The TSE Small Tick Program – Impact And Consequences For Japan
With Firas Hadj Taieb, Head of Product Solutions, Execution Services, Nomura and Gael Vasseur, Head of Products Strategy, Execution Services, Nomura
The Small Tick Program introduced by the Tokyo Stock Exchange (TSE) between January 2014 and September 2015 has deeply modified Japan’s market microstructure and the way domestic and international investors interact. Launched in three phases, the program progressively reduced the tick size of TSE stocks by a significant factor of 2-10 times.
Before the TSE changes, alternative venues had significantly smaller tick sizes than the TSE, which allowed market makers to quote within the TSE spread and attract liquidity by naturally providing investors with price improvement. At this time, PTS volumes were above 9% of TSE while dark pools claimed around 6%. The overall market share of alternative venues was growing. On the TSE, because the tick sizes were large there were significant price jumps between each quote, and relatively large spreads. These induced traders to wait, so the queue on the exchange was very important and many algos were tuned for patience.

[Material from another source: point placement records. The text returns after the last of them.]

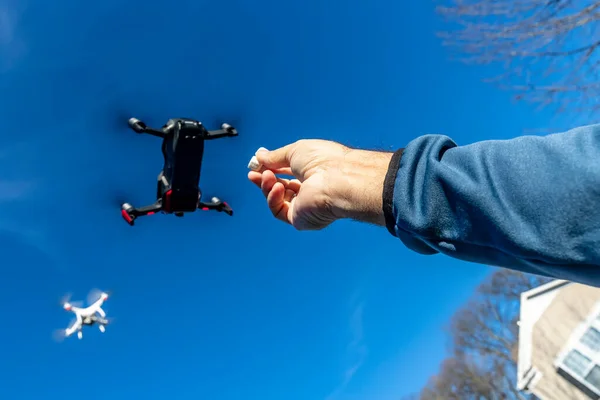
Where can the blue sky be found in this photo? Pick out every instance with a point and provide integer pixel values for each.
(209, 306)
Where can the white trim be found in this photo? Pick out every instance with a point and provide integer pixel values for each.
(574, 343)
(532, 308)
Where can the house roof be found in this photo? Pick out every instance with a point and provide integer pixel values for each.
(534, 303)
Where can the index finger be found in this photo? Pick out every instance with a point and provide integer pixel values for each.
(276, 159)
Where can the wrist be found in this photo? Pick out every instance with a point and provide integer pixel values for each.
(359, 192)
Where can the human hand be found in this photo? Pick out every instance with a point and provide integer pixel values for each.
(331, 181)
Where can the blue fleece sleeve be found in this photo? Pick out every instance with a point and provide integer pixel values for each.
(530, 203)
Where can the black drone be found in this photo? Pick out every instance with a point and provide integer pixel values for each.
(178, 188)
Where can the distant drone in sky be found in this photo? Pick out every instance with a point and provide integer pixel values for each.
(178, 188)
(90, 315)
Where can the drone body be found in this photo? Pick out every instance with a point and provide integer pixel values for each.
(87, 316)
(178, 188)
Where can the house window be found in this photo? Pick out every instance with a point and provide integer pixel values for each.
(582, 358)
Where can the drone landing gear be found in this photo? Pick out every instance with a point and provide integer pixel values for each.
(217, 205)
(129, 213)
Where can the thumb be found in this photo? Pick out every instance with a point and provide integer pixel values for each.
(275, 159)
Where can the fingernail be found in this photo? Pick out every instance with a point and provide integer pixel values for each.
(261, 150)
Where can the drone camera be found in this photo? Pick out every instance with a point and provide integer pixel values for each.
(137, 125)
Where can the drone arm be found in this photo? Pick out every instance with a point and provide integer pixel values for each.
(129, 213)
(76, 325)
(225, 131)
(216, 205)
(140, 127)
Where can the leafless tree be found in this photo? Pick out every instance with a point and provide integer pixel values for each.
(548, 48)
(483, 343)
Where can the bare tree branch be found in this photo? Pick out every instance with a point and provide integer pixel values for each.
(548, 48)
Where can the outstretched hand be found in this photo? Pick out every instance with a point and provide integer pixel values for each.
(329, 181)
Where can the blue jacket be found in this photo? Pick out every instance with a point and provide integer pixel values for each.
(530, 204)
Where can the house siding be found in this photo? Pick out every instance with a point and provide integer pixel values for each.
(570, 308)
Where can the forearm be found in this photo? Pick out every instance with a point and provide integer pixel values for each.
(361, 183)
(531, 203)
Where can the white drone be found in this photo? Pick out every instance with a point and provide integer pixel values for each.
(90, 315)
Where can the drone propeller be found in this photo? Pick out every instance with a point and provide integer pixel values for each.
(67, 299)
(95, 294)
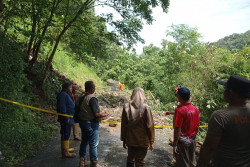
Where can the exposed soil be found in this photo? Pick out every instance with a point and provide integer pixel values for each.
(110, 150)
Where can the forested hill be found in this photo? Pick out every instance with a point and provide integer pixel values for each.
(40, 37)
(234, 41)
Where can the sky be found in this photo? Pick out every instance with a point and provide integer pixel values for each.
(214, 19)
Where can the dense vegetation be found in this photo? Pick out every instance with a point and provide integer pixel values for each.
(37, 36)
(234, 42)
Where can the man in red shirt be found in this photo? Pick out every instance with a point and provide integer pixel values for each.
(187, 120)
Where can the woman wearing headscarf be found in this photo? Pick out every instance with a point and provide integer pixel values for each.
(137, 128)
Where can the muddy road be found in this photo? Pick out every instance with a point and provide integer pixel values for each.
(110, 151)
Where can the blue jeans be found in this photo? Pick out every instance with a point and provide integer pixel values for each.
(65, 131)
(90, 136)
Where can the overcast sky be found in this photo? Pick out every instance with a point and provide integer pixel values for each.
(214, 19)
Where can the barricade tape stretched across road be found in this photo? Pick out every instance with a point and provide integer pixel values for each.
(56, 113)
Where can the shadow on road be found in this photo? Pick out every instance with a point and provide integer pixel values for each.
(110, 151)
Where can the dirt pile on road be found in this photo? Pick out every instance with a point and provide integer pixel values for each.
(113, 102)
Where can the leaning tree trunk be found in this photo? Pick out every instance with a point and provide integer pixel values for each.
(59, 38)
(34, 18)
(36, 48)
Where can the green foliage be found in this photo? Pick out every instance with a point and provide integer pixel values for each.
(21, 130)
(77, 72)
(185, 61)
(234, 42)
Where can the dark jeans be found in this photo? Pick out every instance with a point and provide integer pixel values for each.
(90, 136)
(136, 155)
(186, 156)
(65, 131)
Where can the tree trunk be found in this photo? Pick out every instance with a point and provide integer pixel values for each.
(39, 42)
(32, 32)
(80, 11)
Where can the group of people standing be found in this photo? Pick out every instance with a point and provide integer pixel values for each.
(226, 143)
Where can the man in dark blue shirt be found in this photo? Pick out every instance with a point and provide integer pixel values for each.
(89, 124)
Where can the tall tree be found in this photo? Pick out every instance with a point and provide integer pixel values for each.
(130, 11)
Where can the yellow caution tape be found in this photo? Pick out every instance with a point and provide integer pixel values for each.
(56, 113)
(35, 108)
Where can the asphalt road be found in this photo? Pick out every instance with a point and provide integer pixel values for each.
(110, 151)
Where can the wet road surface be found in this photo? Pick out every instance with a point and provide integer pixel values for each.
(110, 151)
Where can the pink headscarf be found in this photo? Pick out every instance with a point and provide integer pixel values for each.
(136, 104)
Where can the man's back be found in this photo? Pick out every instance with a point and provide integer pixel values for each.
(233, 126)
(187, 118)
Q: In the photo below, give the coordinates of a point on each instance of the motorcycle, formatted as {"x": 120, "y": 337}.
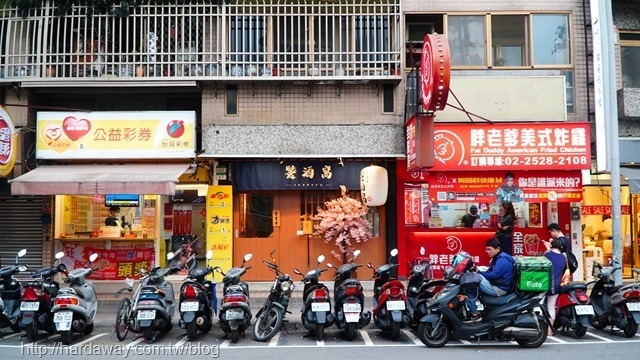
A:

After the tick size change, TSE spreads shrank by about 65%, helping to reduce some of the trading costs. The liquidity that was accumulated (i.e. the orders queued) at the few price levels available before the change began to spread across several more granular levels.
Traders can now choose where they want to execute, among multiple prices. In addition, sending the whole order at one price level is often no longer an option as the market can detect the order, increasing the chances of adverse price movements.
With every microstructure change, the trading environment is impacted and investors need time to adjust.
We believe that the participants most affected by the changes were market makers, who faced smaller spreads and higher intraday tick level volatility, creating more challenging market conditions to provide liquidity on the TSE. At the same time, flow to PTS venues decreased as the price improvement incentive for investors also diminished. Meanwhile, investors faced liquidity issues as the visible liquidity shrank. However, they welcomed these changes as trading costs decreased.
While HFT firms were recalibrating their models and adjusting their strategies, Nomura enhanced client algos and included new features to take advantage of the new microstructure (smaller spreads, thinner order book, higher tick volatility). Improvements in the logic had to ensure that the algos perform as well as before for the stocks with unchanged tick sizes, while allowing a very different behaviour for the stocks affected. Various features, such as advanced order placement preventing information leakage during TSE order placing, revised signals and logics to take liquidity, new logic to interact with dark pools, and a focus on impact reduction instead of spread cost savings were required after the TSE tick changes. In particular, examinations of multiple price levels and introductions of artificial intelligence signals were implemented to help traders capture small price movements and forecast them in the coming minutes.
Now that the microstructure is stable, investors are evolving, liquidity is coming back on to PTS and dark venues, and volumes are increasing.
Traditionally, domestic asset managers used VWAP as the main trading benchmark. It is passive in nature and has a relatively low impact by spreading the order during the whole day. On the other hand, international investors often use arrival price as their benchmark for better control of the execution price and avoidance of market risk. However, this accelerates the execution pace and controlling market impact becomes more important.
Whatever the benchmark used, Institutional Investors including the Japanese buy-side constantly express a need for liquidity, especially as the markets get faster, while tick sizes, spreads and the order book get thinner. Finding additional sources of liquidity and blocks is their first priority. However, the price difference based on varying benchmarks complicates this search for natural liquidity and, despite a common need for liquidity, often posts a challenge for brokers to help domestic and international investors to interact with each other.
In recent months, a convergence has begun and certain domestic Japanese portfolio managers are now switching to the arrival price benchmark and Nomura is helping them during this transition. Domestic and international investors’ trading patterns are aligning, especially in the way traders use dark pools. Investors appreciate dark pools as a means to reduce the volume executed on the main board and limit market impact. Moreover, when spreads are small, the cost saving is less relevant than the overall pressure they put on the price on the main exchange.
Domestic asset managers are now actively moving to a more aggressive style. If they see an opportunity to cross a whole order in a dark pool, they will do so while trying to execute on the exchange. That opens the door to more and larger blocks available in the dark pool which is what offshore investors have been looking for.
Future of the markets
After a long period of recurring changes, Japanese microstructure is expected to stay stable. Circuit breakers and short selling regulations that could affect the microstructure have also been recently modified. Overall, circuit breakers have been in place for some time in the Japanese market. Similar to other regions, the Japanese regulators are currently reviewing the status of electronic trading in line with the introduction of Europe’s MiFID II regulations. Electronic trading’s omnipresence justifies regular, accurate assessments of how electronic flow is managed, who are the main players and what risk controls are in place to ensure healthy markets.